Besides a strong immune-response, TNBC is the most prone BC subtype to metastasize. Phases of the metastatic process have been extensively studied and described (Tarin, 2011), and briefly include: detachment of cancer cells from the primary tumor, subsequent intravasation into the vasculature, circulation in the blood stream, and finally extravasation and colonization in a distant organ (Seyfried and Huysentruyt, 2013). So far, different aspects of BC metastasis have been investigated using different in vitro tools. For instance, 2D assays using transwell chambers have been employed to examine migration of cancer cells in the presence of chemotactic gradients, mimicking the microenvironment of the guest organ (Katt et al., 2016). Microfluidic devices are also primed for investigating extravasation across the endothelial barrier and to distant regions (Crippa et al., 2021). For example, Nagaraju et al. (2018), employed a microfluidic device with three distinct compartments to track migration of circulating tumor cells (CTCs) into a stromal compartment, and subsequently into a vascular one (Figure 4C). The cancer cells secreted several biochemical factors (including VEGF) which modified the vascular networks, as seen by decreased diameter and increased vessel leakiness (Nagaraju et al., 2018). By weakening the endothelial barrier, the tumor cells can enter the circulatory system (extravasation). Most circulating tumor cells die, likely due to a combination of physical and oxidative stress; however, CTCs that survive exit the bloodstream and begin to divide and colonize a new organ (Micalizzi et al., 2017). Several studies have used microfluidic chips to recreate this final phase of metastasis—by tracking CTCs crossing the endothelial cell layer under luminal flow. Importantly, these studies demonstrated that inflammatory molecules, including CXCL12, attract and promote the extravasation of cancer cells (Song et al., 2009; Chen et al., 2013, 2018; Michna et al., 2018; Sleeboom et al., 2018; Toh et al., 2018).

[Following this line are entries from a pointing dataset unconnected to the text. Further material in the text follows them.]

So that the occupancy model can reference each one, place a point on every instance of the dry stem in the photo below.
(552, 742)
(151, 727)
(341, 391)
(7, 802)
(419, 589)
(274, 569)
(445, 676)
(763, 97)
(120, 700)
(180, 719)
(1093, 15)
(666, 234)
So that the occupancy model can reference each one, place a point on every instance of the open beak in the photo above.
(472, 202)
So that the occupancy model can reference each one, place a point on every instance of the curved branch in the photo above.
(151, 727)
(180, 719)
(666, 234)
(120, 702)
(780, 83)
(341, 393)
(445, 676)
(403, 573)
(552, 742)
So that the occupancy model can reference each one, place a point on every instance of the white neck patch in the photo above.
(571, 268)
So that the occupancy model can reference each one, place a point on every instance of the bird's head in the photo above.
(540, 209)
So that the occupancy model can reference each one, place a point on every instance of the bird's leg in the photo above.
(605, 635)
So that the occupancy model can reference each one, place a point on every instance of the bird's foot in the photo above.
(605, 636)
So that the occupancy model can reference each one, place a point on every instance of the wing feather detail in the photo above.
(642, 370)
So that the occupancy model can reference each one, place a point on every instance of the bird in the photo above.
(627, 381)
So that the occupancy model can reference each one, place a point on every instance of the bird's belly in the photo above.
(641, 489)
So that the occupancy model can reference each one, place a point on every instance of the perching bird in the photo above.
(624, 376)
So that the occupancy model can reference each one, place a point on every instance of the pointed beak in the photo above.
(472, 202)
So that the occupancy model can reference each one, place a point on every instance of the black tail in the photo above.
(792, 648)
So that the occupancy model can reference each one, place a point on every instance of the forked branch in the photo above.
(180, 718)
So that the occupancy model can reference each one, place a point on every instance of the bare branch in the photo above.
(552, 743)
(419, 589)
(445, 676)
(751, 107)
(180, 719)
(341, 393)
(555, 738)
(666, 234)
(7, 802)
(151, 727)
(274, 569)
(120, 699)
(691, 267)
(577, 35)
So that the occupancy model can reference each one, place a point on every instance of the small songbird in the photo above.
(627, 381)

For BC, metastasis usually occurs in bone, liver, lung, and brain, and is hypothesized, in-part, to be influenced by organ-specific microenvironmental cues. Interestingly, BC subtypes present unique tissue preferences, as shown by luminal-like BCs which are more prone to metastasize in bone, while basal-like BCs tend to prefer visceral organs and soft tissue, including lung and brain (Dent et al., 2009). Metastasis to bone makes up 70% of these cases, and it is still unclear which aspect of this tissue may contribute to it being a preferred target (Pulido et al., 2017). Many transwell-based assays have been used to investigate chemotaxis of BCs and potential intravasation of CTCs toward a potential guest organ (Liu et al., 2019). While useful, monolayer-based approaches cannot achieve the complexity (dynamic flow-mediated vessel adhesion) of multi-organs-on-chip, which have recently been employed to examine simultaneous potential for metastases to various organs (Xu et al., 2016; Liu et al., 2019). For example, a recent multi-layer device was designed to model CTC circulation and intravasation from HUVEC-lined channels toward compartments cultured with primary cells from muscle, lung, liver and bone (Kong et al., 2016). The study demonstrated the preferential metastasis of MCF7 and MDA-MB-231 to lung, which was confirmed in a mouse study. Other multi-organ metastases models have also been employed for other cancers, including lung (Ozkan et al., 2019; Tian et al., 2020b). Several bone-on-chip devices have been developed to understand the bone-ECM and tumor cell interactions (Bersini et al., 2014; Jeon et al., 2015; Hao et al., 2018; Marturano-Kruik et al., 2018; Mei et al., 2019). As an example, Bersini et al. (2018) injected TNBC cells into an endothelial-lined channel, and observed that the presence of an adjacent bone-mimicking microenvironment (composed of osteo-derived cells and bone-matrix component) an increased extravasation of the CTCs, compared to an acellular system (Figure 4D). Transcriptomic analysis of extravasated cancer cells was performed and suggested an upregulation of proteases (MMP, a-disintegrin) involved in endothelial glycocalyx shedding. Coupling of transcriptomics analysis to extravasated cells would be impossible to perform in animal models, again highlighting a major advantage of using 3D culture systems.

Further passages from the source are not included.